|Title||Heparin and Heparan Sulfate Binding of the Antiparasitic Drug Imidocarb: Circular Dichroism Spectroscopy, Isothermal Titration Calorimetry, and Computational Studies|
|Publication Type||Journal Article|
|Year of Publication||2018|
|Authors||Zsila, F, Juhász, T, Kohut, G, Beke-Somfai, T|
|Journal||JOURNAL OF PHYSICAL CHEMISTRY B|
This study is aimed to assess the binding interaction between the antiparasitic cationic drug imidocarb (IMD) and sulfated glycosaminoglycans (GAGs), the ubiquitious nonprotein macromolecules of living organisms.
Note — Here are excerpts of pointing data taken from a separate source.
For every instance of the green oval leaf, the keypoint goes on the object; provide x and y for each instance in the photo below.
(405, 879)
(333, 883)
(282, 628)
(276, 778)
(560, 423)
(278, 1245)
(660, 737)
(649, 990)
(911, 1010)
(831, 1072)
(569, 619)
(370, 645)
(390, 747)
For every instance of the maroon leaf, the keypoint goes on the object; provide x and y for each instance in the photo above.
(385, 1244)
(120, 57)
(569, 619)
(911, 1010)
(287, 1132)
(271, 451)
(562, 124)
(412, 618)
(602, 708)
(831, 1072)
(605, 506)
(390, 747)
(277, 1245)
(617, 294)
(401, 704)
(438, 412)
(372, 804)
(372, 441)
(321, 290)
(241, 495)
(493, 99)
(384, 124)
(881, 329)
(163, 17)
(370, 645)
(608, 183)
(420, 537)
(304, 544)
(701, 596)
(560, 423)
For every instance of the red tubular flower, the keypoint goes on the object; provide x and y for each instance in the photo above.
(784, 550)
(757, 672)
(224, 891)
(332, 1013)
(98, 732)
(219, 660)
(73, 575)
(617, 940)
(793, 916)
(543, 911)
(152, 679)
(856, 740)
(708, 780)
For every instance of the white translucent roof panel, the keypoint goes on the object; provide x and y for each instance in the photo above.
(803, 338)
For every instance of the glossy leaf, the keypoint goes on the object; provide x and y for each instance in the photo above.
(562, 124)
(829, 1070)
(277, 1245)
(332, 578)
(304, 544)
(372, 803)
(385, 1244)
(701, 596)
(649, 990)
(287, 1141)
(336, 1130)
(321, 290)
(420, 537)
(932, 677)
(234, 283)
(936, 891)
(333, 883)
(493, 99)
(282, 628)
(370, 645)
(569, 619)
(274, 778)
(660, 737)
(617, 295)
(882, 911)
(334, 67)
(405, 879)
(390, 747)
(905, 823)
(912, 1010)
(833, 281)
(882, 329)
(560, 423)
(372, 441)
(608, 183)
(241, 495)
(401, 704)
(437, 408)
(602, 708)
These complex, heterogeneous polyanions are the integral constituents of cell membranes and the extracellular matrix and display affinity toward basic compounds, the binding of which may affect their biological functions. Exciton-type circular dichroism (CD) spectroscopic features measured at low salt concentration verify the heparin and heparan sulfate binding of IMD, which occurs in a cooperative manner by association of several drug molecules to a disaccharide unit. Isothermal titration calorimetry (ITC) measurements reassured the heparin interaction, resulting in a K-d value in the low micromolar range. In contrast, when considering high molar excess of the heparin-binding sites, closer resembling in vivo conditions, an entirely different CD signature was induced, suggesting a shift from the oligo-to monomeric binding mode. This observation was also supported by ITC measurements using an identical sample setup. To better mimic in vivo conditions, several measurements were performed in physiological salt concentration ranges. On the basis of these, the inter-and intramolecular origin of CD activity observed under low- and high-salt conditions refer to electrostatically held oligomeric and intermolecular H-bonded monomeric drug GAG adducts, respectively. To complement the experimental data, quantum chemical calculations were performed to assess the photophysical and conformational properties of IMD, indicating the existence of nonlinear, nonplanar interconverting conformer populations. Such a structural flexibility may be important in the multiple, cooperative binding of IMD to sterically adjacent GAG sites.